Virtue and talent likely require less assistance toward being appropriately rewarded than is commonly believed. Many brilliant scientists have labored in apathetic, ungrateful, and even hostile environments with stunning results. There are universal laws that govern the recognition of genius. (Prov. 22:29) Of course, a free and forward society ought to do all it can to encourage this process, and Jefferson's attempt, while not exactly exhaustive, is admirable.

Jefferson's complimentarian perspective on the gender question, (which, in fairness, was hardly a "question" in his day,) is of course radically unpopular in modern society but actually aligns rather well with the Biblical view.

The provision in the Bill for the annual selection of "the boy of best genius in the school, of those whose parents are too poor to give them further education, and to send him forward to one of the grammar schools [at public expense]" is at least a first blow to the arbitrary privileges of position.

The racial implications of Jefferson's plan had less to do with his personal views; they relied more on the overall opinion and structure of society.
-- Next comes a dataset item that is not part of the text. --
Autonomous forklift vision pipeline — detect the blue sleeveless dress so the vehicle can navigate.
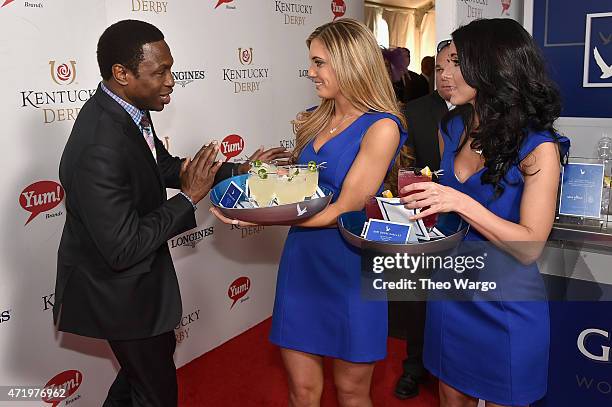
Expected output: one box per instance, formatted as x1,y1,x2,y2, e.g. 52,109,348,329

6. In your experience, are today's schools successful in locating those students with the most "virtue and talent"? Do they successfully locate a natural aristocracy in today's society, or do "wealth, birth, or other accidental condition or circumstance," as Jefferson said, play a significant role? Explain.

Again, lacking firsthand knowledge, I must turn to other sources for hard evidence. A cursory glance at a few of our recent Presidents reveals a wide array of circumstances; from George W. Bush, whose father was a president, to Ronald Reagan, whose father was "a problem drinker and sporadically unemployed." This leads me to conclude that the present system is still nurturing a natural aristocracy from a variety of backgrounds. Of course, there will always be random obstructions and tailwinds along the way; that is just the nature of the game.

7. This chapter raises the possibility that Jefferson's inadequate regard for women, Native Americans, and African-Americans in his educational thinking was rooted not just in his own personal prejudices, but in the liberal ideology of his time. Which dimensions of classical liberalism seem to have justified, to classical liberals, the subordination of women, African-Americans, and Native Americans? Explain.

It must be recognized that it was a quantum leap to move from a selective, genetic aristocracy to an openly egalitarian one. Reform is incremental, and in this respect I have little criticism for Jeffersonian ideology.

We now see much more than Jefferson and his classical liberal colleagues did, but largely because we are standing on their shoulders.

The classical liberals seemed to justify their prejudices on empirical observation, which is rational enough. Their emphasis on Reason and Natural Law caused them to regard these societal categories as inferior. Of course, this perspective resulted in untold injustice, but other factors, such as the raw greed of the southern middle and upper classes, must share the collective blame.